In the post that I linked to about creating a simple actor using tokio, the author did not focus on the issue of creating an actor that is always run on a single thread (as it is a very niche use case anyway).

The actor tutorial proceed to create an actor handler, which has the following responsabilities:

The thing that I had to come up with was how to start the task that runs my actor in such a way that the task only ever runs on a single thread. The code I had from the tutorial was the following (this does not do what I want):

#[derive(Clone)]
pub struct MyActorHandle {
    sender: mpsc::Sender<ActorMessage>,
}

impl MyActorHandle {
    pub fn new() -> Self {
        let (sender, receiver) = mpsc::channel(8);
        let actor = WasmInstanceActor::new(receiver);
        tokio::spawn(run_wasm_instance_actor(actor));

        Self { sender }
    }

    // some utility methods to talk to the actor...
}

The main issue here is that tokio::spawn just creates a new task and it schedules it on the default runtime. This is not what we want, as it requires stuff to be Send. After some googling, I ended up reading the documentation for LocalSet (which you can find here) which allows a set of tasks to be executed on the same thread. BINGO!

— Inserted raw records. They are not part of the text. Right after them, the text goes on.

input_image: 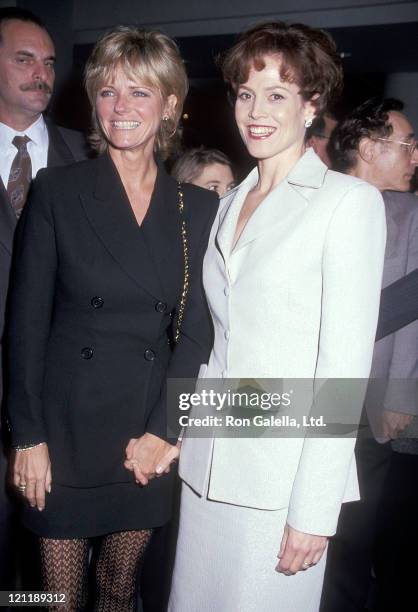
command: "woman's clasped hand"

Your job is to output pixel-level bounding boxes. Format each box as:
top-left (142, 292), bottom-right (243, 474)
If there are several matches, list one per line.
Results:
top-left (124, 434), bottom-right (180, 485)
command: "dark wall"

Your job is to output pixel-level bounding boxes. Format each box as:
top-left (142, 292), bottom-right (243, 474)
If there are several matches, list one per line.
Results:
top-left (11, 1), bottom-right (417, 167)
top-left (18, 2), bottom-right (72, 107)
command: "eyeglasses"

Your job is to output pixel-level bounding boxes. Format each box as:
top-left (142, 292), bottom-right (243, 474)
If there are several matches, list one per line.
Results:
top-left (376, 137), bottom-right (417, 157)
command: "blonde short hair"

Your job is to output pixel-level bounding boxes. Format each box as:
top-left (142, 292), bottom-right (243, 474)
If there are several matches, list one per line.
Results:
top-left (84, 26), bottom-right (188, 159)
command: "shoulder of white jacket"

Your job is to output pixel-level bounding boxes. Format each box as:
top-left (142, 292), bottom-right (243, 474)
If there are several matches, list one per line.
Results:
top-left (325, 169), bottom-right (370, 189)
top-left (324, 170), bottom-right (385, 201)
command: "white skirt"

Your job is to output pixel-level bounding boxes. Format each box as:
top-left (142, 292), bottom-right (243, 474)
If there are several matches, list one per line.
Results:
top-left (168, 481), bottom-right (327, 612)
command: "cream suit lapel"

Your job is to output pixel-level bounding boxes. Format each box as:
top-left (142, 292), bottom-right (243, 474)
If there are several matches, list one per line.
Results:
top-left (215, 169), bottom-right (258, 263)
top-left (232, 148), bottom-right (328, 254)
top-left (288, 147), bottom-right (328, 190)
top-left (232, 180), bottom-right (307, 254)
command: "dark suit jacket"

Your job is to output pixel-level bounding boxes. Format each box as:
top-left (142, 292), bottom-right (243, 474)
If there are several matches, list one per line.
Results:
top-left (376, 267), bottom-right (418, 340)
top-left (6, 153), bottom-right (217, 489)
top-left (0, 119), bottom-right (88, 409)
top-left (366, 191), bottom-right (418, 440)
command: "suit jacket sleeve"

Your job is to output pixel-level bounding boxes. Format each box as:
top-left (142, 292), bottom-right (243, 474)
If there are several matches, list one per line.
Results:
top-left (286, 182), bottom-right (386, 536)
top-left (0, 241), bottom-right (11, 414)
top-left (56, 126), bottom-right (90, 162)
top-left (146, 189), bottom-right (218, 440)
top-left (383, 209), bottom-right (418, 415)
top-left (376, 268), bottom-right (418, 339)
top-left (6, 171), bottom-right (56, 446)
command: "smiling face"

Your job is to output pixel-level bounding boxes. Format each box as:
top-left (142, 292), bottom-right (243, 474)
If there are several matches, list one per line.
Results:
top-left (95, 64), bottom-right (176, 155)
top-left (234, 54), bottom-right (316, 164)
top-left (0, 19), bottom-right (55, 129)
top-left (192, 162), bottom-right (235, 197)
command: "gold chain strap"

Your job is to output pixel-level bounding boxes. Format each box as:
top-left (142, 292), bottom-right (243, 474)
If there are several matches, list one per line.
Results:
top-left (174, 183), bottom-right (189, 343)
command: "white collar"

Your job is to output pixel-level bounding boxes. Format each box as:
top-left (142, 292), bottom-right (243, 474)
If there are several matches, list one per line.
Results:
top-left (219, 148), bottom-right (329, 216)
top-left (238, 148), bottom-right (328, 192)
top-left (0, 114), bottom-right (48, 150)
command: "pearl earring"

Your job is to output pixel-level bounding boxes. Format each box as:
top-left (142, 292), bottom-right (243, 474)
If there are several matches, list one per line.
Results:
top-left (305, 118), bottom-right (313, 128)
top-left (163, 115), bottom-right (169, 121)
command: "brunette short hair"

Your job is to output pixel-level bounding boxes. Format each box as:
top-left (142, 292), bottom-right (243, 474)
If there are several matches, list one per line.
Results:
top-left (171, 147), bottom-right (233, 184)
top-left (329, 97), bottom-right (404, 172)
top-left (84, 26), bottom-right (188, 158)
top-left (221, 21), bottom-right (342, 114)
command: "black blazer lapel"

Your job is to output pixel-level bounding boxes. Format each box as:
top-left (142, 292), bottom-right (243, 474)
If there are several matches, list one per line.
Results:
top-left (46, 119), bottom-right (78, 167)
top-left (140, 162), bottom-right (184, 298)
top-left (0, 179), bottom-right (17, 254)
top-left (80, 154), bottom-right (163, 300)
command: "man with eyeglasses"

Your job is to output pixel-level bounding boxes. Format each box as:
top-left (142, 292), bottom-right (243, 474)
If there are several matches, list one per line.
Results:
top-left (320, 97), bottom-right (418, 612)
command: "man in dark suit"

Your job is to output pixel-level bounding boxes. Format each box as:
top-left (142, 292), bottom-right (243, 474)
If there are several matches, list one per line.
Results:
top-left (0, 7), bottom-right (87, 589)
top-left (320, 97), bottom-right (418, 611)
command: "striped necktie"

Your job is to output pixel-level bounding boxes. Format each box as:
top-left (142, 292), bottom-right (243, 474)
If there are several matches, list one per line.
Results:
top-left (7, 135), bottom-right (32, 218)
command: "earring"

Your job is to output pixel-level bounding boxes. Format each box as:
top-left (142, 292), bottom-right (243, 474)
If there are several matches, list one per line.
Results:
top-left (305, 118), bottom-right (313, 128)
top-left (163, 115), bottom-right (169, 121)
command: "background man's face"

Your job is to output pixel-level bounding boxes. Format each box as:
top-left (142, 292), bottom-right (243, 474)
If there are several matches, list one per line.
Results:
top-left (373, 111), bottom-right (418, 192)
top-left (307, 115), bottom-right (337, 166)
top-left (0, 19), bottom-right (55, 125)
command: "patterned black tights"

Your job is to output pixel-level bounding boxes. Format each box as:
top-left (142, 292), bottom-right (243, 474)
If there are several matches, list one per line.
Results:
top-left (40, 537), bottom-right (89, 611)
top-left (94, 529), bottom-right (152, 611)
top-left (40, 530), bottom-right (152, 611)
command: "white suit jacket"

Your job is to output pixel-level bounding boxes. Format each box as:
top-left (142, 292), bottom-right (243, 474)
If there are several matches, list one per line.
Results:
top-left (179, 149), bottom-right (386, 536)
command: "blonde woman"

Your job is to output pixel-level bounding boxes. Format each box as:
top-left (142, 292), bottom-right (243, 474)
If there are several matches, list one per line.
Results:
top-left (7, 26), bottom-right (217, 610)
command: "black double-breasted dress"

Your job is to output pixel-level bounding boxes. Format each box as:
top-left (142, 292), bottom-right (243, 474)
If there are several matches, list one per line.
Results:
top-left (6, 154), bottom-right (217, 537)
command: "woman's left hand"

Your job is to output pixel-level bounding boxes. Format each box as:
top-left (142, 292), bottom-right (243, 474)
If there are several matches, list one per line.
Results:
top-left (276, 523), bottom-right (328, 575)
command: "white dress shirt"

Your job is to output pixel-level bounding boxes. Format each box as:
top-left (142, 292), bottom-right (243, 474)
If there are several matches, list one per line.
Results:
top-left (0, 115), bottom-right (49, 189)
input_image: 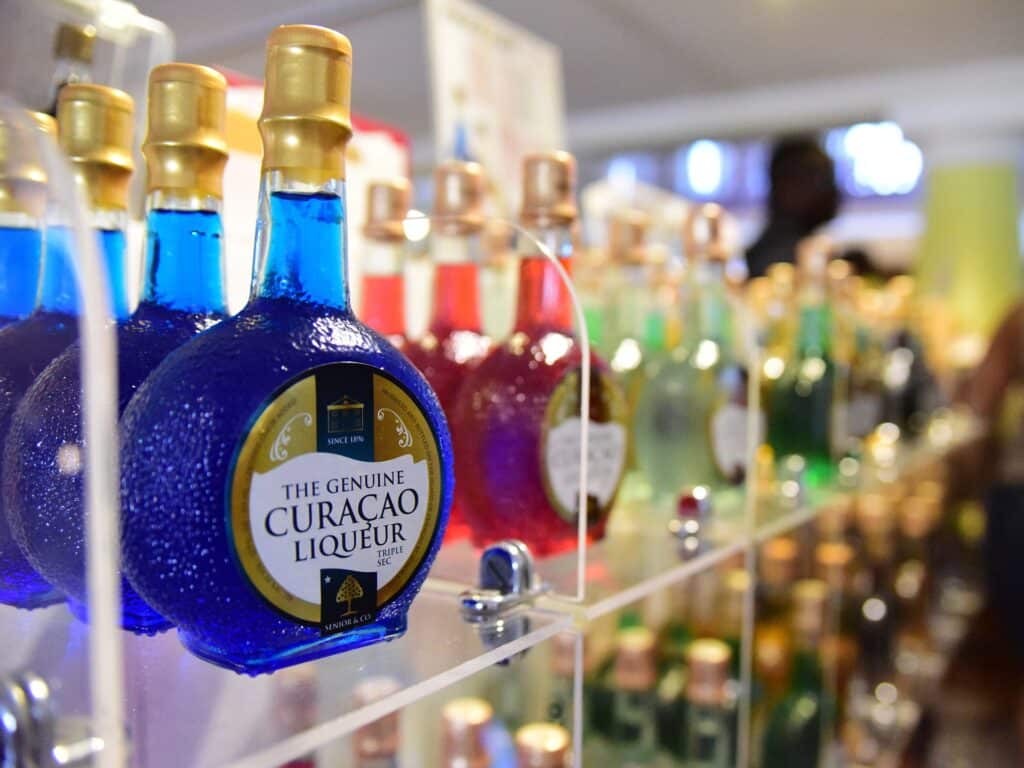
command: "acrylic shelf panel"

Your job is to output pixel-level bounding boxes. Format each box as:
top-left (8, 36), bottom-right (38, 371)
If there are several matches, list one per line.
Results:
top-left (0, 588), bottom-right (570, 768)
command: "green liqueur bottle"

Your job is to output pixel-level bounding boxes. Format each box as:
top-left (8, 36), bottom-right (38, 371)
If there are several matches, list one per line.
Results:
top-left (611, 626), bottom-right (660, 766)
top-left (761, 579), bottom-right (831, 768)
top-left (634, 204), bottom-right (752, 512)
top-left (766, 236), bottom-right (836, 487)
top-left (683, 638), bottom-right (734, 768)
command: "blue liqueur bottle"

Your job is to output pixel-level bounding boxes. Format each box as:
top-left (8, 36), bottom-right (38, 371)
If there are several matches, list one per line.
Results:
top-left (0, 112), bottom-right (54, 328)
top-left (120, 25), bottom-right (453, 674)
top-left (5, 65), bottom-right (230, 633)
top-left (0, 86), bottom-right (133, 609)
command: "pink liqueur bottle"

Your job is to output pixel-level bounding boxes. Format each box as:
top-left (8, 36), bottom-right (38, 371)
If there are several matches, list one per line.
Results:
top-left (359, 178), bottom-right (410, 350)
top-left (452, 152), bottom-right (628, 556)
top-left (405, 161), bottom-right (491, 542)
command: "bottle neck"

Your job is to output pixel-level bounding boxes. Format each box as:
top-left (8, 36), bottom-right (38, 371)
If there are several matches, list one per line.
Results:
top-left (798, 285), bottom-right (831, 356)
top-left (430, 233), bottom-right (482, 334)
top-left (789, 644), bottom-right (823, 693)
top-left (690, 259), bottom-right (733, 345)
top-left (142, 193), bottom-right (227, 315)
top-left (0, 213), bottom-right (42, 320)
top-left (252, 172), bottom-right (349, 312)
top-left (39, 208), bottom-right (130, 320)
top-left (514, 224), bottom-right (575, 336)
top-left (360, 243), bottom-right (406, 338)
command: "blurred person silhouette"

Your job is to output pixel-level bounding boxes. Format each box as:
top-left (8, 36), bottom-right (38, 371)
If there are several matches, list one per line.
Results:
top-left (958, 301), bottom-right (1024, 654)
top-left (746, 136), bottom-right (840, 278)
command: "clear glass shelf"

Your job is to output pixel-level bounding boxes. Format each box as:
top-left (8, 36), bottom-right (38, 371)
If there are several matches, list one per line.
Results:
top-left (0, 589), bottom-right (570, 768)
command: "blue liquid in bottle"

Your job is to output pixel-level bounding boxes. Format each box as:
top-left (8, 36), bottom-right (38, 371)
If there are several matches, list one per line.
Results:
top-left (0, 222), bottom-right (42, 328)
top-left (6, 207), bottom-right (227, 632)
top-left (121, 182), bottom-right (452, 672)
top-left (0, 226), bottom-right (82, 608)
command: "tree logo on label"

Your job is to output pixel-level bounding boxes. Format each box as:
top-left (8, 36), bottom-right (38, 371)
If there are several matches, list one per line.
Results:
top-left (336, 575), bottom-right (365, 616)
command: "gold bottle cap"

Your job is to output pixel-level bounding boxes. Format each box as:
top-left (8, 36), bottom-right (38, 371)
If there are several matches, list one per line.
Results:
top-left (143, 63), bottom-right (227, 201)
top-left (433, 159), bottom-right (485, 236)
top-left (54, 22), bottom-right (96, 63)
top-left (57, 84), bottom-right (134, 211)
top-left (755, 624), bottom-right (791, 685)
top-left (814, 541), bottom-right (854, 592)
top-left (899, 494), bottom-right (939, 541)
top-left (747, 276), bottom-right (773, 315)
top-left (827, 258), bottom-right (854, 300)
top-left (767, 261), bottom-right (795, 291)
top-left (759, 536), bottom-right (799, 589)
top-left (0, 111), bottom-right (55, 217)
top-left (515, 723), bottom-right (570, 768)
top-left (613, 626), bottom-right (657, 691)
top-left (441, 698), bottom-right (492, 768)
top-left (260, 24), bottom-right (352, 185)
top-left (353, 677), bottom-right (401, 760)
top-left (816, 494), bottom-right (854, 539)
top-left (550, 631), bottom-right (578, 678)
top-left (608, 209), bottom-right (649, 265)
top-left (363, 178), bottom-right (412, 242)
top-left (796, 234), bottom-right (831, 281)
top-left (720, 568), bottom-right (751, 634)
top-left (855, 492), bottom-right (894, 538)
top-left (791, 578), bottom-right (828, 642)
top-left (684, 202), bottom-right (732, 261)
top-left (685, 638), bottom-right (731, 706)
top-left (520, 150), bottom-right (577, 229)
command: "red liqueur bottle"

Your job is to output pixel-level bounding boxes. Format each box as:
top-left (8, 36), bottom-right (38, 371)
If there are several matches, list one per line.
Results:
top-left (359, 178), bottom-right (411, 349)
top-left (405, 160), bottom-right (491, 541)
top-left (452, 151), bottom-right (628, 556)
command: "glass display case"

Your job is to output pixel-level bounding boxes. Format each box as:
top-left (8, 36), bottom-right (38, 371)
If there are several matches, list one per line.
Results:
top-left (0, 69), bottom-right (983, 768)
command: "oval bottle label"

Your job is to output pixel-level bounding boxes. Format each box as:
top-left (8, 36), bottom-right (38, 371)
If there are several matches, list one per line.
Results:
top-left (229, 362), bottom-right (443, 636)
top-left (540, 368), bottom-right (628, 526)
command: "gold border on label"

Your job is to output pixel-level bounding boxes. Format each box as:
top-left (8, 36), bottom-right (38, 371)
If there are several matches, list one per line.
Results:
top-left (229, 365), bottom-right (443, 625)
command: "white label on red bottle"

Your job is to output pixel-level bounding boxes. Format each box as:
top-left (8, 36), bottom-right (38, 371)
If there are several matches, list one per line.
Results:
top-left (541, 370), bottom-right (628, 525)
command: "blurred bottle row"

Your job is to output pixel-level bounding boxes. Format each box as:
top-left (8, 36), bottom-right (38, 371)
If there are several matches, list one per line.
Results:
top-left (0, 19), bottom-right (955, 680)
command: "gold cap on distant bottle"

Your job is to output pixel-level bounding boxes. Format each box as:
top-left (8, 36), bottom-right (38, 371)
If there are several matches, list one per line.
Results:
top-left (608, 209), bottom-right (649, 265)
top-left (433, 159), bottom-right (485, 236)
top-left (684, 202), bottom-right (732, 262)
top-left (759, 536), bottom-right (799, 589)
top-left (143, 63), bottom-right (227, 201)
top-left (613, 626), bottom-right (657, 691)
top-left (57, 83), bottom-right (134, 211)
top-left (855, 492), bottom-right (893, 538)
top-left (520, 150), bottom-right (577, 228)
top-left (767, 261), bottom-right (795, 291)
top-left (54, 22), bottom-right (96, 63)
top-left (260, 24), bottom-right (352, 184)
top-left (441, 698), bottom-right (492, 768)
top-left (685, 638), bottom-right (731, 706)
top-left (899, 494), bottom-right (939, 541)
top-left (814, 541), bottom-right (854, 593)
top-left (352, 677), bottom-right (401, 760)
top-left (720, 567), bottom-right (751, 634)
top-left (816, 494), bottom-right (853, 540)
top-left (515, 723), bottom-right (571, 768)
top-left (0, 111), bottom-right (55, 217)
top-left (796, 234), bottom-right (831, 281)
top-left (791, 578), bottom-right (828, 644)
top-left (363, 178), bottom-right (411, 242)
top-left (827, 257), bottom-right (853, 292)
top-left (550, 631), bottom-right (578, 678)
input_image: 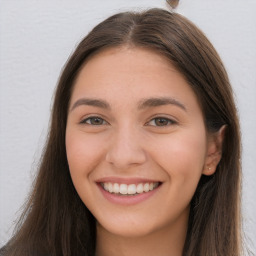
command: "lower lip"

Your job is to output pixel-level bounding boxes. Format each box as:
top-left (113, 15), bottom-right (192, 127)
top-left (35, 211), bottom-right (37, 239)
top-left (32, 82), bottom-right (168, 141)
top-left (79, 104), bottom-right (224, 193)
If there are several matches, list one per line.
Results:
top-left (97, 183), bottom-right (161, 205)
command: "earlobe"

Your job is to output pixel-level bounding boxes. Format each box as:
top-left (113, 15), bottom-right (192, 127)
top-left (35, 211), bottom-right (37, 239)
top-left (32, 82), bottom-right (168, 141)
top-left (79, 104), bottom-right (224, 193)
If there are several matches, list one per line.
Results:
top-left (203, 125), bottom-right (226, 176)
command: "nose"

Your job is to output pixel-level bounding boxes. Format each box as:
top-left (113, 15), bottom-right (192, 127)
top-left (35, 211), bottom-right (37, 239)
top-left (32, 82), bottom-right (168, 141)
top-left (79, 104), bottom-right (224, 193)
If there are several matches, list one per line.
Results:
top-left (105, 125), bottom-right (147, 170)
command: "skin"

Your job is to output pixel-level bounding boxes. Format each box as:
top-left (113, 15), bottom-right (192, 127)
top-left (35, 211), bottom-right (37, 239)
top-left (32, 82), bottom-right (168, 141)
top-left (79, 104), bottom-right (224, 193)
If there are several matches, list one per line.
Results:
top-left (65, 47), bottom-right (224, 256)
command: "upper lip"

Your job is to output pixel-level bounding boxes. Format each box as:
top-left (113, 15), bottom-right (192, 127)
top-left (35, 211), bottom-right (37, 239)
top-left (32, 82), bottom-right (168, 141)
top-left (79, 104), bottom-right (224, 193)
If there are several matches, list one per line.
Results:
top-left (95, 176), bottom-right (161, 185)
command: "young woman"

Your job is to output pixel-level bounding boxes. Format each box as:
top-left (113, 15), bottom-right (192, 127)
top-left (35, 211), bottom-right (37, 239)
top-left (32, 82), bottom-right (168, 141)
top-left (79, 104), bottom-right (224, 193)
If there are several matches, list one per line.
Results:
top-left (1, 7), bottom-right (242, 256)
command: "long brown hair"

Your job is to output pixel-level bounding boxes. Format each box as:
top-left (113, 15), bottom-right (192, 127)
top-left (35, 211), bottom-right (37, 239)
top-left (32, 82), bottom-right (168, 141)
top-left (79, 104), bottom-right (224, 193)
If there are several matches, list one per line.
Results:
top-left (3, 8), bottom-right (242, 256)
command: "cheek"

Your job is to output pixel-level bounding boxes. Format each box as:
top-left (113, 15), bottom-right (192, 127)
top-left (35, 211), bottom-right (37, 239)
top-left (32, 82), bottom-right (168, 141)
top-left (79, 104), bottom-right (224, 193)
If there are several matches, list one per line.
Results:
top-left (149, 129), bottom-right (207, 188)
top-left (173, 135), bottom-right (206, 170)
top-left (65, 130), bottom-right (106, 180)
top-left (65, 130), bottom-right (109, 209)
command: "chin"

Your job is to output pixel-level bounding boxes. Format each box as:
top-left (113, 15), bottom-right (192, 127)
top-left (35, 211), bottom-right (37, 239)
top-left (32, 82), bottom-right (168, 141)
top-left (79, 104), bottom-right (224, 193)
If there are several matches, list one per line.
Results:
top-left (97, 219), bottom-right (158, 238)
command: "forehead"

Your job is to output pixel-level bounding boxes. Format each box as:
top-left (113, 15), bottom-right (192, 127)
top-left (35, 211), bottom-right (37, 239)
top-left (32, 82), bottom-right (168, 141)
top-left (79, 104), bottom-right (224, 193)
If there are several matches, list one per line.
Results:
top-left (70, 46), bottom-right (200, 112)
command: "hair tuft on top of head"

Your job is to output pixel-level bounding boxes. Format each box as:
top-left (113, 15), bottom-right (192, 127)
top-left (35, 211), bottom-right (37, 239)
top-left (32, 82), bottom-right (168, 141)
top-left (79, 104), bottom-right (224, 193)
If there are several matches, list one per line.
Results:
top-left (166, 0), bottom-right (179, 9)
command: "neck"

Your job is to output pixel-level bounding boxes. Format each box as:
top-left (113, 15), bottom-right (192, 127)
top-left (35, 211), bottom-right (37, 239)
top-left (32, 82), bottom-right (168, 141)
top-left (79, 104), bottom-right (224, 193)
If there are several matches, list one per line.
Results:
top-left (95, 212), bottom-right (188, 256)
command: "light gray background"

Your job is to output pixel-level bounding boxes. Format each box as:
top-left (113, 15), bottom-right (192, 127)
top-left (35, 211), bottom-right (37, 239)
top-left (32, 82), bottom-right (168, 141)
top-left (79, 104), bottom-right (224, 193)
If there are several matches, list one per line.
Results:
top-left (0, 0), bottom-right (255, 251)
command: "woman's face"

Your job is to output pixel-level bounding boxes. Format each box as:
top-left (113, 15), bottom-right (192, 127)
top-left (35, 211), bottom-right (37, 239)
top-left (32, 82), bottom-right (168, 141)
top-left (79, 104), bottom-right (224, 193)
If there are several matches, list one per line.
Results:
top-left (66, 47), bottom-right (219, 238)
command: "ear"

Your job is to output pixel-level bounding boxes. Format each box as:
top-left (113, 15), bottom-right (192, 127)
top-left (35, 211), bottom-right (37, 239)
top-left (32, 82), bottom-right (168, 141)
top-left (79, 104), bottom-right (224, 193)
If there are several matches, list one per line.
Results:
top-left (202, 125), bottom-right (226, 176)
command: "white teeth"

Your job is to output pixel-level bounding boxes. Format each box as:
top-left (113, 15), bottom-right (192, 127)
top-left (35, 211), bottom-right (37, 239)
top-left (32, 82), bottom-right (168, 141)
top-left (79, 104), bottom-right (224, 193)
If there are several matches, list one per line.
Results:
top-left (144, 183), bottom-right (149, 192)
top-left (101, 182), bottom-right (160, 195)
top-left (113, 183), bottom-right (119, 193)
top-left (103, 183), bottom-right (108, 191)
top-left (108, 183), bottom-right (113, 193)
top-left (136, 183), bottom-right (144, 194)
top-left (119, 184), bottom-right (128, 194)
top-left (128, 184), bottom-right (137, 194)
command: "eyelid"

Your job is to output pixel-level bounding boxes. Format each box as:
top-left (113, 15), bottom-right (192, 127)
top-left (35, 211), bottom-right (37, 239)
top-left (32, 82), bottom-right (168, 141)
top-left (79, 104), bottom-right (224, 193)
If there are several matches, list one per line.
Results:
top-left (79, 115), bottom-right (109, 125)
top-left (145, 115), bottom-right (178, 127)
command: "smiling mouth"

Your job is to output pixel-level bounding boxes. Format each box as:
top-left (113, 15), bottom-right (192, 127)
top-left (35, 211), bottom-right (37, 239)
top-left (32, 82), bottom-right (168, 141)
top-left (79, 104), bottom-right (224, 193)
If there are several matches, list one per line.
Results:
top-left (100, 182), bottom-right (161, 196)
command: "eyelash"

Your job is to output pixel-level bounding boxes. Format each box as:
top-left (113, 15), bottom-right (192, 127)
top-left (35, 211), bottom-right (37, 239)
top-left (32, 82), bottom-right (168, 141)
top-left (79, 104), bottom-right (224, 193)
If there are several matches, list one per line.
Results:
top-left (80, 116), bottom-right (108, 126)
top-left (146, 117), bottom-right (177, 127)
top-left (80, 116), bottom-right (177, 127)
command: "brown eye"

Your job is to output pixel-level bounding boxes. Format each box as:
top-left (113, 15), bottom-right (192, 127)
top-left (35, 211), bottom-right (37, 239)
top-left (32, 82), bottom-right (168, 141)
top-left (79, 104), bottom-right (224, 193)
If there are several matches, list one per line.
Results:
top-left (147, 117), bottom-right (176, 127)
top-left (81, 117), bottom-right (107, 125)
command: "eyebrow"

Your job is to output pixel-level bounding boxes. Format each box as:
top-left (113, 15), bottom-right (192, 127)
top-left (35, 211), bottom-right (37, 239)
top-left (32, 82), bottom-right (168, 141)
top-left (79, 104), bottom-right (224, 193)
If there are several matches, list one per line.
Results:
top-left (70, 96), bottom-right (186, 112)
top-left (138, 97), bottom-right (187, 111)
top-left (70, 98), bottom-right (111, 111)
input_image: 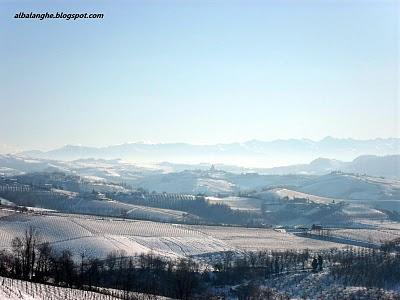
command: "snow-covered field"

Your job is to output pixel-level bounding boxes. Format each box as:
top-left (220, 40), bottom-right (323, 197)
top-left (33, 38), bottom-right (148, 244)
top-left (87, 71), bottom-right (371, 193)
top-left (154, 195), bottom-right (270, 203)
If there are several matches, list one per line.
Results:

Following the documentation there I found a way of creating a local set while also being inside a tokio task (as I am, given that I’m handling gRPC requests using tonic). So I slightly changed my actor handler constructor such that:

The code to do this is:

impl MyActorHandle {
    pub fn new(wasm_file: String) -> Self {
        let (sender, receiver) = mpsc::channel(8);
        std::thread::spawn(move || {
            let actor = WasmInstanceActor::new(wasm_file, receiver).unwrap();
            let rt = tokio::runtime::Builder::new_current_thread()
                .enable_all()
                .build()
                .unwrap();
            let local = tokio::task::LocalSet::new();
            local.spawn_local(run_wasm_instance_actor(actor));
            rt.block_on(local);
        });

        Self { sender }
    }

    pub async fn run_wasm_for_message(
        &self,
        message: Message,
    ) -> Result<MessageResponse> {
        let (send, recv) = oneshot::channel();
        let msg = WasmInstanceActorMessage::Run(RunFunctionMessage {
            message,
            respond_to: send,
        });

        let _ = self.sender.send(msg).await;
        recv.await.expect("Actor task has been killed")
    }
}

The original code, which now uses the actor handler looks like:

async fn process_messages(
    &self,
    reqs: RequestStream<Message>,
) -> Result<tonic::Response<Self::ProcessMessagesStream>, Status> {
    let mut request_stream = Box::pin(reqs.into_inner());
    let instance_actor = MyActorHandle::new("some_wasm_file.wasm".to_string());
    let response_stream = try_stream! {
        while let Some(value) = request_stream.next().await {
            let result = instance_actor.run_wasm_for_message(value?)
                .await
                .map_err(|e| Status::internal(e.to_string()))?;
            yield result;
        }
    };

    Ok(tonic::Response::new(
        Box::pin(response_stream) as Self::ProcessMessagesStream
    ))
}

Conclusion

We have learnt why we need types to be Send when using tokio, which is mostly due to the fact that, whenever you await something, you may find yourself in a different thread when you get woken up. Then we have learnt how to deal with types that are not Send when using tokio (and other libraries that build on top of it). I explained a possible solution using an actor which runs on a single thread using LocalSet and by spawning a new OS thread.